The reporter, citing a Mississippi bill waiting to be heard by the Supreme Court that bans abortions after 15 weeks, asked, “Is an unborn baby at 15 weeks a human being?”

“Let me just say that I am a big supporter of Roe v. Wade,” Pelosi responded. “I am a mother of five children in six years. I think I have some standing on this issue as to respecting a woman’s right to choose.”

The reporter, Julia Johnson of CNSNews.com, then repeated her question, which Pelosi ignored before selecting someone else to speak.

Johnson’s inquiry referred to a Supreme Court challenge to the Mississippi Gestational Age Act, which bans most abortions after 15 weeks of pregnancy, which was determined to be the cut off for fetal viability, but makes exceptions for a “medical emergency or in case of a severe fetal abnormality.”

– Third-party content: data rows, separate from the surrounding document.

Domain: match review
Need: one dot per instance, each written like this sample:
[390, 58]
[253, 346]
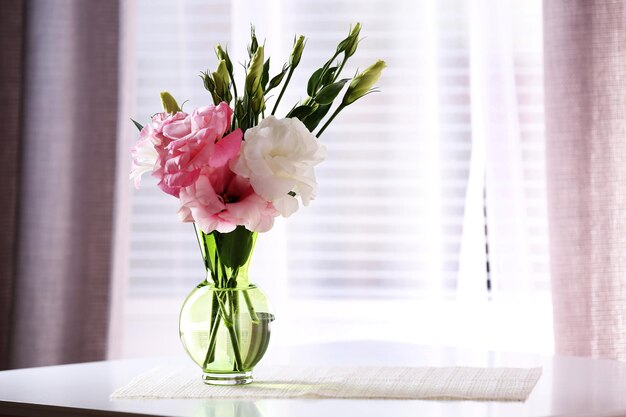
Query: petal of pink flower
[226, 148]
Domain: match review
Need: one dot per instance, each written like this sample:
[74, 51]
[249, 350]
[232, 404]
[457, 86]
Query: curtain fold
[11, 63]
[56, 286]
[585, 69]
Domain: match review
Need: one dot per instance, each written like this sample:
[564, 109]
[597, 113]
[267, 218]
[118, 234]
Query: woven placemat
[447, 383]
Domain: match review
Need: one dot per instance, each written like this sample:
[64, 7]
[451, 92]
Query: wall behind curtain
[63, 154]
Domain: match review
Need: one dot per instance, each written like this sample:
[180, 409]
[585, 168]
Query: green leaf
[137, 124]
[275, 82]
[265, 76]
[328, 76]
[301, 112]
[314, 119]
[234, 248]
[313, 83]
[327, 94]
[169, 103]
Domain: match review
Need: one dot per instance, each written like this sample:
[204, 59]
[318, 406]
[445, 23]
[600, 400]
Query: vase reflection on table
[225, 321]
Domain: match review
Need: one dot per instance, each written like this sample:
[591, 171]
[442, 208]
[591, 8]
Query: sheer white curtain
[398, 225]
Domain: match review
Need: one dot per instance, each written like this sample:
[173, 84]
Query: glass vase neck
[227, 256]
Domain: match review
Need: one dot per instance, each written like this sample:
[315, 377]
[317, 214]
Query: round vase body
[224, 323]
[226, 331]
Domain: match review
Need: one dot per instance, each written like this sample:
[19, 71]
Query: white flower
[144, 157]
[278, 156]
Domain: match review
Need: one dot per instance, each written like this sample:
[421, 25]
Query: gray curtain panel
[59, 74]
[585, 90]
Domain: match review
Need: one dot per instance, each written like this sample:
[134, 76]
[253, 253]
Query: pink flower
[182, 144]
[221, 200]
[192, 142]
[144, 154]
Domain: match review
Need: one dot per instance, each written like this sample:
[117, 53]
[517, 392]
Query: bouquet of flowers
[234, 166]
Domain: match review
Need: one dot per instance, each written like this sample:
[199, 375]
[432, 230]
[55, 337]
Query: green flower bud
[296, 52]
[223, 55]
[169, 104]
[363, 83]
[255, 72]
[222, 83]
[349, 45]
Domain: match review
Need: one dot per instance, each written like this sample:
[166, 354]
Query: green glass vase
[225, 321]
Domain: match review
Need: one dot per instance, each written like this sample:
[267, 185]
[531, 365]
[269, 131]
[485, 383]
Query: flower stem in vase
[251, 310]
[215, 322]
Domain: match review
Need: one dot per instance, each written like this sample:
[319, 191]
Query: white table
[568, 386]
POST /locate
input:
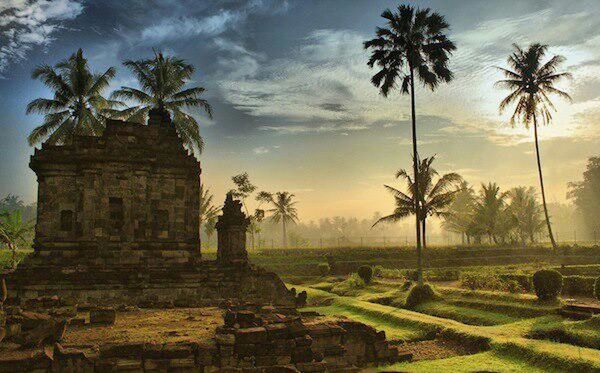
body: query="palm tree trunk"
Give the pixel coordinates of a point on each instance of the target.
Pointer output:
(423, 232)
(416, 176)
(13, 250)
(539, 162)
(284, 240)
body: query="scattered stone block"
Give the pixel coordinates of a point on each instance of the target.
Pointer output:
(104, 316)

Now with a conservative majority of 6-3 on the Supreme Court, the bench has signaled a willingness to reassess the legal doctrine informing its treatment of abortion. The Mississippi law was blocked by the 5th U.S. Circuit Court of Appeals, which ruled that it conflicted with Roe v. Wade and subsequent precedent. The lower court concluded that “No state interest is constitutionally adequate to ban abortions before viability.”

The Supreme Court is expected to hear Dobbs v. Jackson Women’s Health Organization in its term beginning in October, and is likely to reach a decision by June 2022.

Nancy Pelosi’s statement also comes after congressional Democrats reintroduced a bill, titled the Women’s Health Protection Act, that would invalidate nearly all state-level restrictions on abortion, including existing laws limiting late-term abortions.

This federal action would nullify a slew of measures in Republican-dominated states such as laws mandating 24-hour waiting periods before an abortion is performed, informed-consent laws, prohibitions on sex-selective abortions, and many health and safety regulations.